Project Details
2025-04-01 - 2026-03-31 | Research area: EvoDevo
How did fin-de-siècle Vienna receive, reinterpret, and integrate evolutionary theories into its previous and ongoing intellectual milieu? During my fellowship, I aim to investigate the reception and nature of evolutionary thought at the Vienna turn of the century by using sexual science as a case study. Viennese thinkers brought about the separation of reproduction and sexual functions and developed concepts such as bisexuality, sexual drive, and sex determination during a period in which sexuality became the subject of extensive research.

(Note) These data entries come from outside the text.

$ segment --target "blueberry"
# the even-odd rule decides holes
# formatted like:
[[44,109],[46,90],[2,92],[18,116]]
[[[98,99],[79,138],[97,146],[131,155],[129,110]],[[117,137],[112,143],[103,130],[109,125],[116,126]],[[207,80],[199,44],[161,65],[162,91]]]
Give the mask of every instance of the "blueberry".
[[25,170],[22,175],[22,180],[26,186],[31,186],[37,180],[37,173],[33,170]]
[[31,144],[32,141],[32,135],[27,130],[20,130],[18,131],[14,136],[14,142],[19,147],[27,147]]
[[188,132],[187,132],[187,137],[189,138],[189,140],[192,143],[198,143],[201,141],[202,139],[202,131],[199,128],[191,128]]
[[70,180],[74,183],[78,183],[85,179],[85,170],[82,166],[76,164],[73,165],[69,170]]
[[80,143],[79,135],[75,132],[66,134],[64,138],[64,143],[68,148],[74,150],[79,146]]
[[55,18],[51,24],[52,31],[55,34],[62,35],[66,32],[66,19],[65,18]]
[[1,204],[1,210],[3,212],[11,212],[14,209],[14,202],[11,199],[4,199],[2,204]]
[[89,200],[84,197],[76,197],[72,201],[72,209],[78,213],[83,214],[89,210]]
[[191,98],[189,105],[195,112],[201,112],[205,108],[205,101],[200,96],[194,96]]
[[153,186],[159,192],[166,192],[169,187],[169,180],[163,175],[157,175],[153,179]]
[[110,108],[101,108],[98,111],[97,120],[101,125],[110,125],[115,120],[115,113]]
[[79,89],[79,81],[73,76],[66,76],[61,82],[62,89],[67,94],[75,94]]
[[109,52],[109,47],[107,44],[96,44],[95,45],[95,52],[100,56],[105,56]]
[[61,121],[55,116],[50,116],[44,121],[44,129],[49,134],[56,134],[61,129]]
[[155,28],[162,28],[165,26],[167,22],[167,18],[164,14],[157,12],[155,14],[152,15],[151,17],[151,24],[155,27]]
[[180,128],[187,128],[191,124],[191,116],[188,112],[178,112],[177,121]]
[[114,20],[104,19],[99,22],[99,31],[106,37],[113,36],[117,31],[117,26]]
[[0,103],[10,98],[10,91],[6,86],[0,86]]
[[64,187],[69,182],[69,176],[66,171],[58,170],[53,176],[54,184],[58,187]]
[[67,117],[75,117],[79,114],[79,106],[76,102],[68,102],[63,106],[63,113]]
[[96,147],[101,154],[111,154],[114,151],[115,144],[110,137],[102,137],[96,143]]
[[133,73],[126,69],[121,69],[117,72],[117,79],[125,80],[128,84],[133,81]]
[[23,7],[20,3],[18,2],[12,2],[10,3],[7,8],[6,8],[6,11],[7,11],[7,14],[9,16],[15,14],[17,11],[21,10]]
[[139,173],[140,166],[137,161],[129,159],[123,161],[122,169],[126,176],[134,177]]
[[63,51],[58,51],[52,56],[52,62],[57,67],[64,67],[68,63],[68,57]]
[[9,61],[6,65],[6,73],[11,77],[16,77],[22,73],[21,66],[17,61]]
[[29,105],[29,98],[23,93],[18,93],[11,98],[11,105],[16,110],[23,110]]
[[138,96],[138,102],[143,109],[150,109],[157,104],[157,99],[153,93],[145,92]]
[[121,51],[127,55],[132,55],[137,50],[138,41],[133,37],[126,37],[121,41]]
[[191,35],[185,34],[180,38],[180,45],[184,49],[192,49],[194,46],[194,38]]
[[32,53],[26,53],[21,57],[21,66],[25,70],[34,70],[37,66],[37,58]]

However, a clear account of which theories on sexuality pre-dated evolutionary reasoning and which heavily depended on it is currently lacking. An account of this should encompass not only how emergent biological thinking first influenced sexological inquiry but also the application of biological models once biology became an objective, independent branch of science, including from teleological interpretations of sexuality to comparative frameworks that explain endocrine processes or sex determination. The topic of sexuality has often been portrayed under an interpretive paradigm of fin-de-siècle that emphasizes the so-called "inward turn" towards the individual psyche, its aestheticism, or decadence. These paradigms, which have long informed research, can be reimagined by placing sexual research and evolutionary thought within the confines of a thriving modern science. My goal of analyzing the role of sexuality in interpreting evolutionary theory thus serves a double function. By exploring the intersection of these two lines of thought, I aim to contribute to a more comprehensive understanding of evolutionary theories' societal, cultural, and scientific implications of turn-of-the-century Vienna. More generally, I want to explore further the unique character of Austrian rationality, characterized by its anti-deterministic and anti-metaphysical bent, and its potential as a new analytical frame.